26-239 C.M.R. ch. 106, § 11 - THE DECISION

Current through 2022-14, April 6, 2022

A. Form and timing of the decision. The arbitrator shall mail (return receipt requested) a decision in each case within 45 days of the acceptance date stamped on the request for arbitration form. At the discretion of the Attorney General, failure to mail the decision within such time period, or to hold the hearing within 44 days of acceptance of the request for arbitration, shall not invalidate the decision.

All decisions shall be in writing, dated and signed by the arbitrator, and mailed to both parties and the Attorney General.

The mailing date of the decision shall determine compliance with the 45 day requirement.

The arbitrator may make an oral decision at the hearing but it shall not be binding until a written decision is mailed.

B. Contents of the decision. The full written decision shall contain a summary of the evidence presented, a finding of facts, a conclusion of whether the motor vehicle meets the standards for refund or replacement, a clear calculation of the monetary award if the vehicle meets such standards, and an order if appropriate.

Any monetary award of the total purchase price or lease payments to date, collateral charges, and costs shall be calculated in accordance with 10 M.R.S.A. §1163, but may be affected by any previous rebates, awards or settlements made the consumer. Local excise taxes are not collateral charges for purposes of reimbursement. The "reasonable use allowance" shall be based on the mileage accumulated after delivery of the vehicle to the consumer buyer or lessee.

If a replacement vehicle is accepted by the consumer and the replacement vehicle has less mileage than the consumer's vehicle, then the manufacturer may require the consumer to pay a reasonable allowance for use based on the difference in mileage. This allowance shall be calculated according to 10 M.R.S.A. §1161, sub-§4.

C. Standards for refund or replacement.
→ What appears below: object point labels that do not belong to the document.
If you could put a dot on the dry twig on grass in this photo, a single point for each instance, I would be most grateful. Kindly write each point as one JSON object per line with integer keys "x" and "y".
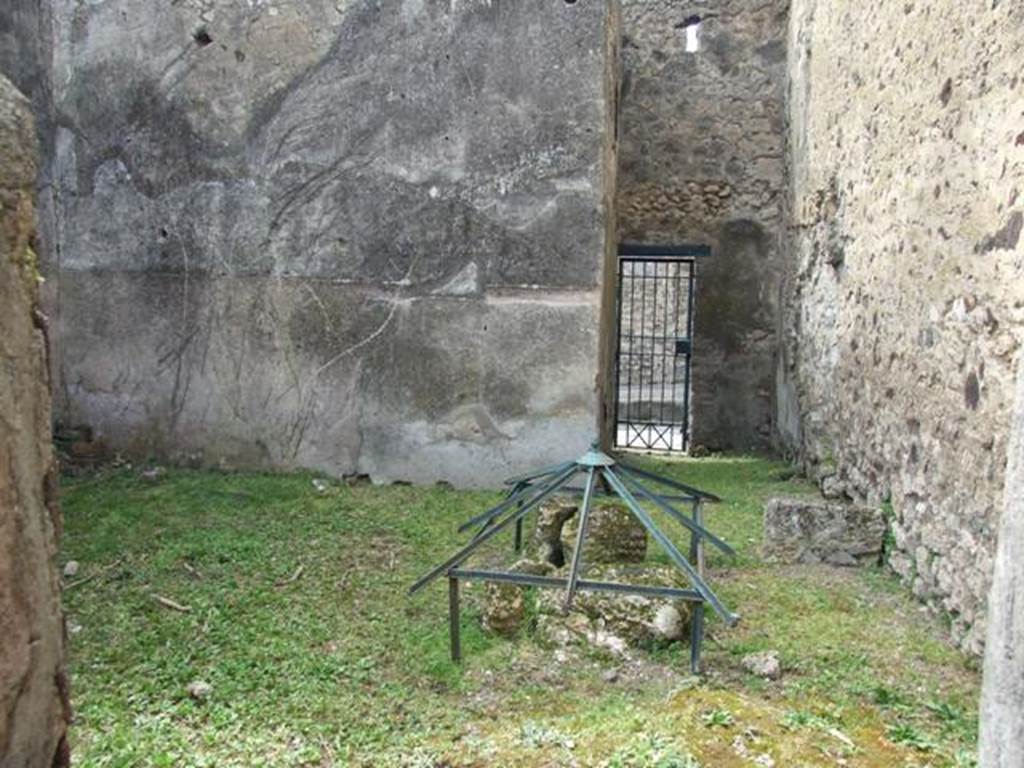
{"x": 168, "y": 603}
{"x": 89, "y": 578}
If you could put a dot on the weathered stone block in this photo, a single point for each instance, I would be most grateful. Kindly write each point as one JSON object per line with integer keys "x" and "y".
{"x": 547, "y": 539}
{"x": 613, "y": 536}
{"x": 611, "y": 621}
{"x": 810, "y": 530}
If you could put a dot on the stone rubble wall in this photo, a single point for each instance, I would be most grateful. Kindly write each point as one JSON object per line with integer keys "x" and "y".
{"x": 34, "y": 712}
{"x": 905, "y": 297}
{"x": 701, "y": 153}
{"x": 348, "y": 236}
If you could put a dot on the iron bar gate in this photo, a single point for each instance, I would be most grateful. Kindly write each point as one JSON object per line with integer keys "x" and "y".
{"x": 654, "y": 346}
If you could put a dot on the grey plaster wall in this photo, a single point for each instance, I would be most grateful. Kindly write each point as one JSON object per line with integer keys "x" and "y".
{"x": 906, "y": 294}
{"x": 701, "y": 160}
{"x": 363, "y": 237}
{"x": 34, "y": 709}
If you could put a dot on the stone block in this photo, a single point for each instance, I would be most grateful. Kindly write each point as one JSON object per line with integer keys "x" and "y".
{"x": 809, "y": 530}
{"x": 613, "y": 536}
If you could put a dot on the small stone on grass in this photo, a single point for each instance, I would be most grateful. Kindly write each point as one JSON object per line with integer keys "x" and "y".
{"x": 764, "y": 665}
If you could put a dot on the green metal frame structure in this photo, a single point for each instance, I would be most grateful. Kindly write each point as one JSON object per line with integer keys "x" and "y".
{"x": 602, "y": 475}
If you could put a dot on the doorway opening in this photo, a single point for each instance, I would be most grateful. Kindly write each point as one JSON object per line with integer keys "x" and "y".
{"x": 654, "y": 346}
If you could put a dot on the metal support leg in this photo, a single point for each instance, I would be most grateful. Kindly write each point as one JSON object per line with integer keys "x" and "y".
{"x": 454, "y": 622}
{"x": 696, "y": 621}
{"x": 696, "y": 636}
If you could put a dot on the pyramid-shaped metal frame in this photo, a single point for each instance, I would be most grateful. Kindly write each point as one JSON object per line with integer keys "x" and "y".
{"x": 616, "y": 478}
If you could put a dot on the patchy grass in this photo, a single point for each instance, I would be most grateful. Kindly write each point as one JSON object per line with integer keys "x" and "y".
{"x": 332, "y": 665}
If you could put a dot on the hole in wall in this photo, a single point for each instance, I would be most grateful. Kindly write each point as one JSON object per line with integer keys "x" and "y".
{"x": 202, "y": 37}
{"x": 691, "y": 29}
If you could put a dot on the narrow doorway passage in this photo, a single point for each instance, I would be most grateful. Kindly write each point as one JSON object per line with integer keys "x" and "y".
{"x": 654, "y": 346}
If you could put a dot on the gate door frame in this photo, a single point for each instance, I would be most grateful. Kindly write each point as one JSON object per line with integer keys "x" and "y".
{"x": 654, "y": 415}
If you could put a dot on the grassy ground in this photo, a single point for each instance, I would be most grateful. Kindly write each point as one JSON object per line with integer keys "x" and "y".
{"x": 338, "y": 667}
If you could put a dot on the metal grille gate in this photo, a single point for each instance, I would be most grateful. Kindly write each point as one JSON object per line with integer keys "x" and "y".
{"x": 652, "y": 363}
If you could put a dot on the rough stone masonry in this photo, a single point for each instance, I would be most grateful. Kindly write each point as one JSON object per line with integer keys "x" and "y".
{"x": 34, "y": 712}
{"x": 905, "y": 297}
{"x": 701, "y": 159}
{"x": 358, "y": 237}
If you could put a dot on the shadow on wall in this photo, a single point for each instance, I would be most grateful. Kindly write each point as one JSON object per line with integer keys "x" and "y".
{"x": 734, "y": 342}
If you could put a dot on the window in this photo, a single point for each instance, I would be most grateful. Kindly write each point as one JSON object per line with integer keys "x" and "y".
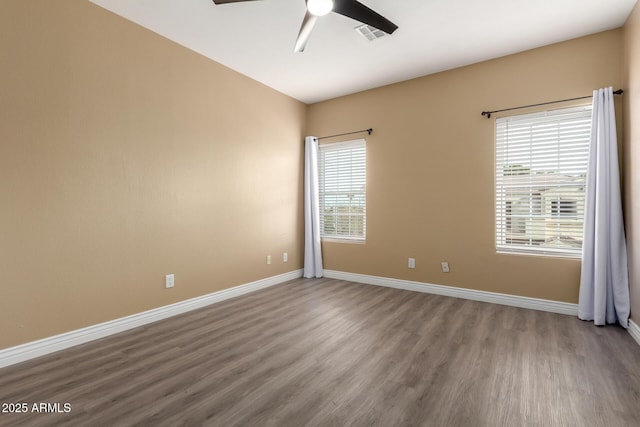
{"x": 541, "y": 167}
{"x": 342, "y": 170}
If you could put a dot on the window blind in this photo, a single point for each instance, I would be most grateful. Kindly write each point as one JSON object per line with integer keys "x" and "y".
{"x": 342, "y": 171}
{"x": 540, "y": 176}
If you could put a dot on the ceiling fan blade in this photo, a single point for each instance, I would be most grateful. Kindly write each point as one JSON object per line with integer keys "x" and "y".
{"x": 356, "y": 10}
{"x": 308, "y": 23}
{"x": 229, "y": 1}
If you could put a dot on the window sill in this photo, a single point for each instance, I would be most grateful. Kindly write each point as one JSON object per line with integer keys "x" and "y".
{"x": 339, "y": 240}
{"x": 541, "y": 254}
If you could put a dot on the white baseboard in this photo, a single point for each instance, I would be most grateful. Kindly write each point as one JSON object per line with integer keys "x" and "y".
{"x": 450, "y": 291}
{"x": 634, "y": 331}
{"x": 21, "y": 353}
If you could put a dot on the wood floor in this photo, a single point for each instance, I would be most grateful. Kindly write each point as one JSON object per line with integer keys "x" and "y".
{"x": 333, "y": 353}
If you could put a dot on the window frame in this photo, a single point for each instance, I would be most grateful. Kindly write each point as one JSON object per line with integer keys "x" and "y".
{"x": 342, "y": 148}
{"x": 508, "y": 221}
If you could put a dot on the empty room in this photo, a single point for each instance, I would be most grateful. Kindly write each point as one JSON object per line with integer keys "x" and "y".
{"x": 320, "y": 213}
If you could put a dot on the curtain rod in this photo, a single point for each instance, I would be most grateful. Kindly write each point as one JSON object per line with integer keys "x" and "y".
{"x": 343, "y": 134}
{"x": 488, "y": 113}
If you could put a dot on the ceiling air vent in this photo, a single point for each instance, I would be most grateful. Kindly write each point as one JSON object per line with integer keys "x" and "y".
{"x": 369, "y": 32}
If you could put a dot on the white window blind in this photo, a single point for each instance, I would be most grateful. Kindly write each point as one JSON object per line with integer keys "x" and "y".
{"x": 541, "y": 167}
{"x": 342, "y": 175}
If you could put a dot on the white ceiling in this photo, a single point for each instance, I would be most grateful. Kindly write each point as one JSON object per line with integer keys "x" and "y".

The arbitrator's decision shall only determine whether the motor vehicle does or does not meet the Lemon Law standards for refund or replacement.

As long as the arbitrator determines that:

1. The nonconformity(s) complained of continued to exist after the final opportunity to repair and substantially impairs the use, value, or safety of the vehicle;
2. The consumer gave the manufacturer or dealer a reasonable number of attempts to repair the vehicle as defined in 10 M.R.S.A. §1163 (an attempt to diagnose a defect after a vehicle has been returned for repair may count as a repair attempt even if no repairs were made); and
3. That all other requirements of 10 M.R.S.A. c. 203 have been met; then the arbitrator must find for the consumer, and order the manufacturer to make a refund or replacement within 21 days of receipt of the decision.
D. Determining whether a defect is substantial. In determining compliance with the nonconformity standard that the defect substantially impairs the use, safety, or value of the vehicle, the arbitrator shall consider the entirety of the circumstances in each case.

In determining whether the vehicle's "value" has been impaired the arbitrator may consider evidence that the vehicle's current market value is substantially lower than it would have been but for the nonconformity(s).

In determining whether the vehicle is substantially impaired, the arbitrator shall not consider evidence that the nonconformity(s) can be repaired given an additional attempt(s) subsequent to the hearing. Such evidence may be considered in determining whether there have been a reasonable number of attempts to repair the vehicle.